Thanks a lot for all those clarifications! I see at least two use cases in which understanding the camera extrinsics is crucial:
An object is tracked with a non-generic algorithm which allows for a much higher tracking accuracy for the specific use case than any other out of the box tracking solution. A pose is computed relative to the camera, where is the object in world space?
A gridded sheet is tracked using ARKit image tracking for a high-feature texture in its center. the user can color each cell of the grid with a set of distinct colors which the system should interpret. Given a 3d coordinate in world space, which pixel area is corresponding in the camera frame?
We are now using the WorldTrackingProvider's queryDeviceAnchor with the current timestamp CACurrentMediaTime(). Is multiplying that with the camera extrinsics the correct approach to get the extrinsics in world space?

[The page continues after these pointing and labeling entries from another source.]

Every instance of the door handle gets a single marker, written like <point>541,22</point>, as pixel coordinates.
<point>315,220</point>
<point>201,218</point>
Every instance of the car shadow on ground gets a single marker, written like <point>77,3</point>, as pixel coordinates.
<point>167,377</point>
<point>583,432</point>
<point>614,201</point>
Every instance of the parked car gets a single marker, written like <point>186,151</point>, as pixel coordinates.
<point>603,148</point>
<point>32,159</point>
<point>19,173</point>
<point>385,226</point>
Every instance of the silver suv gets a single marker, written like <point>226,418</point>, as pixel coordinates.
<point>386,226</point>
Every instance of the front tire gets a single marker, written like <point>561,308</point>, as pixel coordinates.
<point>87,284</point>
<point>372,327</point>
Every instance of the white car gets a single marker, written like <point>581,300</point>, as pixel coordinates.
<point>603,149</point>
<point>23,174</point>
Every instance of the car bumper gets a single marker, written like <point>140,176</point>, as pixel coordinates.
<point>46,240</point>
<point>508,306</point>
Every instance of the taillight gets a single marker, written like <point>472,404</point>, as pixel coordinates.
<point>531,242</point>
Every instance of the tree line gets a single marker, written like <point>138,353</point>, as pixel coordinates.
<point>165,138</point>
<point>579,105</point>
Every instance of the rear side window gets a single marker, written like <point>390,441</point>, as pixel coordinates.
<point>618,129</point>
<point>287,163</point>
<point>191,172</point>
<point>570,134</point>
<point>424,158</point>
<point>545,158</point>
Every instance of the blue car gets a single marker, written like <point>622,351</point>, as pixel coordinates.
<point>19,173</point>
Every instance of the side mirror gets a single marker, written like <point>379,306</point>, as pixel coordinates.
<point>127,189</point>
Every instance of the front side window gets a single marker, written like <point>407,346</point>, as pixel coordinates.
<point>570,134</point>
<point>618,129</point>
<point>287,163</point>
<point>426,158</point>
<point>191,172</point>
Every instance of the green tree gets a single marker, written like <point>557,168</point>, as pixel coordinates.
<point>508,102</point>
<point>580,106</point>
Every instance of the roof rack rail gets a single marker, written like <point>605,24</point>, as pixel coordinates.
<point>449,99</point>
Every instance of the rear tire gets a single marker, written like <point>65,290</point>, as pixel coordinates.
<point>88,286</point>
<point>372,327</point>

For debugging purposes we are now drawing the captured frames onto a canvas which we position at one meter in front of the camera location (as described above) with pixel density 1/focal length, together with a small sphere at the center of the canvas and a tube going from the camera to the center of the canvas. It looks like the "left camera" really is the right camera (from the user's perspective), is that correct?
when rendered for the right eye, the tube seems to to be pointing perfectly forward, slightly from the top left of the display. Does this mean that the whole scene is rendered from the camera's position? If not, what does it mean?
Unfortunately we have still not been able to display the tracked object at the correct pose in world space; there is a consistent offset which is very similar to the offset between the passthrough and the rendered frame on the canvas. Thanks a lot for your assistance so far, that is very much appreciated! I will try to test all the assumptions in a minimal project which we could share if that helps, I will keep you posted here if I make any progress.